What Does It Mean When a Cat Nibbles on Your Head?

He just wants to you to know he's glad you're his.
He just wants to you to know he's glad you're his. (Image: Brand X Pictures/Brand X Pictures/Getty Images)

While you're laying your head back on the sofa, Scruffy comes over and starts nibbling your head. He may even lick your hair. This behavior might seem odd to you, but he’s just doing what’s natural for him. After all, you’re one of his family members. He treats you the same as he treats his feline crew.

Showing Affection

When you want to show your furry pal some love, you probably just pick him up, kiss his forehead then pet him until he falls into a slumber or wanders off. Scruffy adores you and wants to show you exactly how much you mean to him, too. When Scruffy gently bites or nibbles your head, he’s showing you affection. Think of the subtle biting as little kitty kisses. He can’t pucker up his lips and kiss you, so nibbling is his alternative. While nibbling on your forehead, he’ll also purr like a lion and stick his rear end up high, and perhaps arch his back. A tail straight up in the air says he’s delighted to greet you.

Grooming You

Cats spend about half of their waking hours grooming, the ASPCA says. They'll groom not only themselves but other members of the family nest, including you. When Scruffy settles in next to your head and nibbles you, he's just grooming you and getting rid of any debris that might be tucked away next to your scalp. Just pat him on the head as a "thank you" for cleaning you up.

Claiming You

Scruffy isn’t just showing you affection, though; he also has a secret agenda. Cats have scent glands under their whiskers, up on their foreheads and along the gum line, among other areas.
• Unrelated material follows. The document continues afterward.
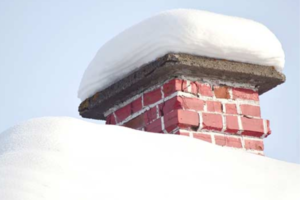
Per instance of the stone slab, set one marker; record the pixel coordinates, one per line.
(173, 65)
When Scruffy nibbles on your head, he’s putting his scent on you. This way when you leave the house, all the cats you come across will know you already have a feline companion and they need to back off. Even when you leave your cat's territory, you're still his territory.

When to Stop It

Nibbling and gentle bites shouldn’t be painful. If Scruffy bites hard enough to make a mark or if he draws blood, he’s being aggressive. To discourage such behavior you must consistently leave him alone immediately each time it occurs. When his tail starts twitching from side to side or he points his ears back, he’s letting you know he’s either stimulated enough to bite you -- possibly too hard -- or agitated enough to attack. He might stop purring while his pupils fully dilate. Don’t reach over and pick him up at this point, since he may be ready to act on his emotions. Instead, do your best to just get up and walk away. Let Scruffy take a breather by himself for a while. When he wants attention again, he’ll wander back over and start nibbling on you once more.